Em função disso, a adaptação de novas uvas vem sendo testada em algumas Denominações de Origem, visando uma possível alteração de seus regulamentos de uso. Em Bordeaux, desde 2021, seis cepas foram autorizadas a serem incorporadas experimentalmente por sua produção vitivinícola, dentre elas, as portuguesas Touriga Nacional e Alvarinho. Ou seja, uvas de regiões mais quentes do que o clima regular de Bordeaux, que já não é mais o mesmo.
Além do tempo de maturação médio intensificado, outro problema enfrentado é o aumento de eventos extremos, como calor excessivo e tóxico, secas, chuvas torrenciais, granizo e geada. Um transtorno que tem acontecido é quando uma temperatura mais alta do que o habitual ocorre no final do inverno e antecipa a brotação das uvas, mas é seguida de queda brusca de temperatura e geada, queimando os brotos prematuros e abortando o processo vegetativo.

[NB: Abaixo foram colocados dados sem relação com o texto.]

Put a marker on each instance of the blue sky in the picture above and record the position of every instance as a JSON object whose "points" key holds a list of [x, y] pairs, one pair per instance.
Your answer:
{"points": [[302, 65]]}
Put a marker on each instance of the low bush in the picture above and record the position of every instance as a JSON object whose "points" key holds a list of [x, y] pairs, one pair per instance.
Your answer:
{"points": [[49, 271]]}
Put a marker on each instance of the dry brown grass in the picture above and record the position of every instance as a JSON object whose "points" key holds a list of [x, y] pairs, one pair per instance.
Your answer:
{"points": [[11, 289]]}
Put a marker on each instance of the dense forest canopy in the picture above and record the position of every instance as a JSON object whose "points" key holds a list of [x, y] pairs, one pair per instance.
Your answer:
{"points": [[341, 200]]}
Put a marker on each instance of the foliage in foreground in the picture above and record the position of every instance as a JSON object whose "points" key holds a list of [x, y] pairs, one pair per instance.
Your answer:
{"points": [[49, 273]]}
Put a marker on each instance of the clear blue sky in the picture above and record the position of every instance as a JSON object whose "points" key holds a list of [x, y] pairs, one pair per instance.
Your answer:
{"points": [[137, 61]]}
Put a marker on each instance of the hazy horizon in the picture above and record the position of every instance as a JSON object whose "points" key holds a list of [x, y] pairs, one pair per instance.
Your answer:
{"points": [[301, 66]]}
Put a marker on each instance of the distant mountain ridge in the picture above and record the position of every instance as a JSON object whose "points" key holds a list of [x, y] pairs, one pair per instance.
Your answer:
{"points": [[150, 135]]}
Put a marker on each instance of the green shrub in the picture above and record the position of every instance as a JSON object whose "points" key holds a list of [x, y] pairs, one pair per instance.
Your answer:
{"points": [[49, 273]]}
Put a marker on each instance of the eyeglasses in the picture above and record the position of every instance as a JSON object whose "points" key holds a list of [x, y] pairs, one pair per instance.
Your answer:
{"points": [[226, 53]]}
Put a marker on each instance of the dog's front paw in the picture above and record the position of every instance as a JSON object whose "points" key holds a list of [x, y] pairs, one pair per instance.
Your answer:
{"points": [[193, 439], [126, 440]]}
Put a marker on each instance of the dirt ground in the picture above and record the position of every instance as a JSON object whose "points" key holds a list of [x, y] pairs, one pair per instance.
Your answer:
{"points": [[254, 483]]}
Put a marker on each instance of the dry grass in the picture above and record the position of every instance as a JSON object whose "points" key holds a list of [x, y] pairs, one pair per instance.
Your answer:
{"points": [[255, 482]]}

Picos de calor extremo podem aumentar a produtividade das vinhas e ter impacto negativo na qualidade dos vinhos. Já a ausência de chuva tem levado à autorização da irrigação, antes terminantemente proibida em algumas regiões. A uva vinífera tem boa resistência ao stress hídrico, que pode funcionar a favor de sua qualidade, mas falta de água absoluta também prejudica o seu desenvolvimento. Cheguei a relatar nesta coluna o caso de vinhedos de Chenin Blanc no Vale do Loire que estavam estagnados em 2022, pela combinação de falta de chuva e proibição de irrigação.
A mudança é fato, mas há regiões que vêm sendo agraciadas pelo clima mais seco e quente nos vinhedos, justamente onde o problema era excesso de umidade e frio. Atualmente, estima-se que o aumento médio da temperatura está em torno de 1ºC, e algumas análises avaliam que isso poderia provocar um deslocamento dos vinhedos de 1000 km em relação aos atuais limites territoriais e uma mudança bem significativa na constituição dos terroirs.